Wednesday, September 15, 2010

A greener skein

This summer I taught myself to knit using Youtube videos. By the end of August, I had a six foot double-ribbed shimmering grey scarf. In the first week of August, I knit my sister Rose a fluffy cotton scarf of denim blue shot through bright Origami yarn.  Then I started to knit one for myself, a coffee-colored cotton scarf in a basket weave pattern.

Knitting is as relaxing as working in the garden, and you don't need nature's cooperation for results. You can purl rain or shine. I can purl as meditation. Needles are key. They must have a smooth, slippery surface so that you develop a mental rhythm undisrupted by snags. Even slight snags distract.  Bamboo needles are great for the environment, but not for my meditation, because they tug ever so slightly at the yarn.

Old metal needles work fluidly -- and it's easy enough to find old ones. I also like highly polished reclaimed wood, vintage, or Laurel Hill, which makes the most wonderful slippery needles out of fallen branches of Forest Palm.

 I discovered a convenient, lovely little spot that carries Laurel Hill needles. The place is called Knit Haven in New Haven, where Church Street and Whitney Avenue meet, near the Dunkin' Donuts.  Their selection of yarns is well-chosen, mostly wool, mohair and alpaca with some skeins of silk and cotton in colors from cotton candy and charcoal gray to earthy, hand painted patterns from artisans in somewhere in upstate New York. What they don't have is reclaimed yarn. That's the stuff that veteran, brilliant spinners make out of old sweaters, newspapers, plastic bags, T-shirts.  They can turn amazing things into continuous fiber that knitters convert into cable knit cardigans. carries a lot of these and they are beautiful.

I would love to knit a sweater out of fiber from recycled water bottles or reused plastic grocery bags. These fibers exist, but they seem to be restricted to wholesale buyers such as Patagonia.
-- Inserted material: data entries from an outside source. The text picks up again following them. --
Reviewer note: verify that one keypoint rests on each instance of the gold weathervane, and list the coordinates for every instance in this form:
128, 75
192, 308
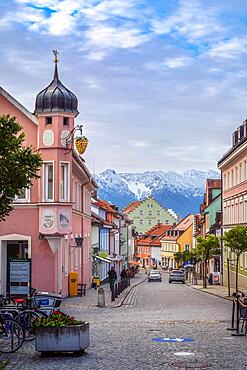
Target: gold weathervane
55, 52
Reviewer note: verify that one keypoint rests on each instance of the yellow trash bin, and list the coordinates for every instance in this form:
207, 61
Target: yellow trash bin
73, 283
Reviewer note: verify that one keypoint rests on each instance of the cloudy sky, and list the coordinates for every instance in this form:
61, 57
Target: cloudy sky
161, 83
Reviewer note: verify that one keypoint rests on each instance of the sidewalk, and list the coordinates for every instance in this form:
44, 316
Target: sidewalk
217, 290
90, 300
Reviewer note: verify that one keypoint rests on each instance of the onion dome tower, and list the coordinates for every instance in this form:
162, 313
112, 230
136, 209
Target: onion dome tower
56, 98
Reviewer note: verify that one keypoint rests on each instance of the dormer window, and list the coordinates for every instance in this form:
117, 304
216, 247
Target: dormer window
66, 121
48, 120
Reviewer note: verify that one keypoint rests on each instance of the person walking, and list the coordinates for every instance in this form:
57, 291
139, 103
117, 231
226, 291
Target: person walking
123, 273
112, 277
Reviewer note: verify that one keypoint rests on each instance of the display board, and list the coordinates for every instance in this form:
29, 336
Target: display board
19, 277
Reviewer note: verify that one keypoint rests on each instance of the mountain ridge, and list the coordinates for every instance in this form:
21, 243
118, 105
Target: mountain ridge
181, 192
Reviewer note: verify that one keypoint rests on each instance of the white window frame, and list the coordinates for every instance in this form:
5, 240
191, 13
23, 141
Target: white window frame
66, 182
45, 186
26, 198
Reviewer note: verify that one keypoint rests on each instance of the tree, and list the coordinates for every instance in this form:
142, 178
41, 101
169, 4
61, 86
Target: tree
207, 248
18, 164
236, 240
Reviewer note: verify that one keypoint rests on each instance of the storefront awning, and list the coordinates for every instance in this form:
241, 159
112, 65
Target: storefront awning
102, 259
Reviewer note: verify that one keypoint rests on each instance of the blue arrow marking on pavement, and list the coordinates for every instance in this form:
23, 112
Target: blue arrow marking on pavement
174, 340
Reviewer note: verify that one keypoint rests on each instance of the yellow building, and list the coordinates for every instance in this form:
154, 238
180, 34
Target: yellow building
177, 239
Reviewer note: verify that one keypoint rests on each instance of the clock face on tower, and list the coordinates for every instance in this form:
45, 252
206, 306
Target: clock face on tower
48, 137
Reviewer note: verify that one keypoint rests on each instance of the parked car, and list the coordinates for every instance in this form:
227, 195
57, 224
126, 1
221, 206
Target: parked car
177, 275
154, 275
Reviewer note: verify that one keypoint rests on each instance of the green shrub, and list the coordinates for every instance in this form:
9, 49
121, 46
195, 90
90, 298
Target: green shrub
58, 320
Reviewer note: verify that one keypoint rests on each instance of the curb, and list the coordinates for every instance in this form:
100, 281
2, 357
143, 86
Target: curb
207, 292
123, 298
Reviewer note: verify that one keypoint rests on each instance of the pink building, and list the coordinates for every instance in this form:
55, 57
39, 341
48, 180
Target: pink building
48, 217
233, 166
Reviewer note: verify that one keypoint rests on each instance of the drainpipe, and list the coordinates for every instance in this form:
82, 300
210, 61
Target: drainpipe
221, 231
82, 250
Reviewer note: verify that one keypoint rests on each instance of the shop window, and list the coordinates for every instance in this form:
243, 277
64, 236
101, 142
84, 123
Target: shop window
66, 121
48, 120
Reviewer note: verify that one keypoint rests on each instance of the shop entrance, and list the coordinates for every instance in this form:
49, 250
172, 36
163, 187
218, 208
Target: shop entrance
10, 249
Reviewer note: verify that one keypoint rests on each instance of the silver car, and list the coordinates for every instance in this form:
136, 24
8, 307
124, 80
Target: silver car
177, 275
154, 275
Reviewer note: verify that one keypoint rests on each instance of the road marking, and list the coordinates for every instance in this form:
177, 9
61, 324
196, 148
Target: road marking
174, 340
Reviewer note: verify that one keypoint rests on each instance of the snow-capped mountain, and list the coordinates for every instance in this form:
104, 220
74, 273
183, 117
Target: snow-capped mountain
182, 192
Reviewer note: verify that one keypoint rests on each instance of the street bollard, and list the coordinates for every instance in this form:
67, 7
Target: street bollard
233, 312
101, 297
238, 334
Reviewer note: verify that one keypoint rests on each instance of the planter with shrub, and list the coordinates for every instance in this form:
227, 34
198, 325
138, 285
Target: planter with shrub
61, 333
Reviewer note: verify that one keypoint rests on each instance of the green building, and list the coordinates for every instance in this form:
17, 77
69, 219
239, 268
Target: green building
148, 213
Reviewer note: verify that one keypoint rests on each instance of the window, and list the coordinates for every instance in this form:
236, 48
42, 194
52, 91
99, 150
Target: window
48, 120
23, 196
224, 182
66, 121
48, 182
64, 182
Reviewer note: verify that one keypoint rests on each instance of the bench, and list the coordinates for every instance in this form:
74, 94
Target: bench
81, 289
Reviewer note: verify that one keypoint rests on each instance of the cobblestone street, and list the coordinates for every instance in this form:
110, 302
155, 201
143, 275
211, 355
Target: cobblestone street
122, 338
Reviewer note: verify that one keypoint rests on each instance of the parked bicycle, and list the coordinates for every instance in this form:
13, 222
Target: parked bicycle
12, 334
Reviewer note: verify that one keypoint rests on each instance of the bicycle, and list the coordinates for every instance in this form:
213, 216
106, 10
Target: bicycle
25, 317
12, 334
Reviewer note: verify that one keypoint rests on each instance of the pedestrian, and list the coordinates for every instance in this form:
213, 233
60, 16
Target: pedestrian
112, 277
123, 274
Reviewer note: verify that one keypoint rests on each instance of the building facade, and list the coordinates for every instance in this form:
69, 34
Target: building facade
177, 239
51, 221
233, 166
148, 213
148, 250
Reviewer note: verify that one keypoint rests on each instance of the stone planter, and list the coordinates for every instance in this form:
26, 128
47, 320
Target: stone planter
67, 339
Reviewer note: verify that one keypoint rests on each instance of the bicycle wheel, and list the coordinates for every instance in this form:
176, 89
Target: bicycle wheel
11, 336
26, 319
42, 314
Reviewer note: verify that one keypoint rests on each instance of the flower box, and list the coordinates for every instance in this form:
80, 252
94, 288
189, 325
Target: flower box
74, 338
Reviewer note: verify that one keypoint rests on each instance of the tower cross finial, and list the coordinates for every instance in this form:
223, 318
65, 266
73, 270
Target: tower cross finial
55, 52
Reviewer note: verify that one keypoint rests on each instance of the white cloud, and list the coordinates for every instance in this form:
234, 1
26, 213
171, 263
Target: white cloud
96, 55
230, 49
110, 37
176, 62
191, 20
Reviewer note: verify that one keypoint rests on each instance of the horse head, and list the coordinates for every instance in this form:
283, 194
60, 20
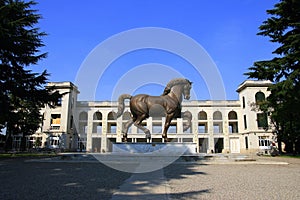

If anyone figures out how to spin a skein of recycled water bottles, let me know.


Ali said...

Maria, I love your writing - keep it coming!

Anonymous said...

That recycled plastic yarn is hot and uncomfortable.

Fusion said...

I partly agree: recycled plastic yarn probably will keep you very warm but that is a good thing if you're going knit a sweater. (Wool is warm too, and sometimes itchy).
Patagonia uses recycled plastic bottle fiber to make cozy plush jackets - and plush is pretty soft.
Tencel is usually pretty comfortable.
Maybe it depends on what kind of recycled plastic fiber yarn you get?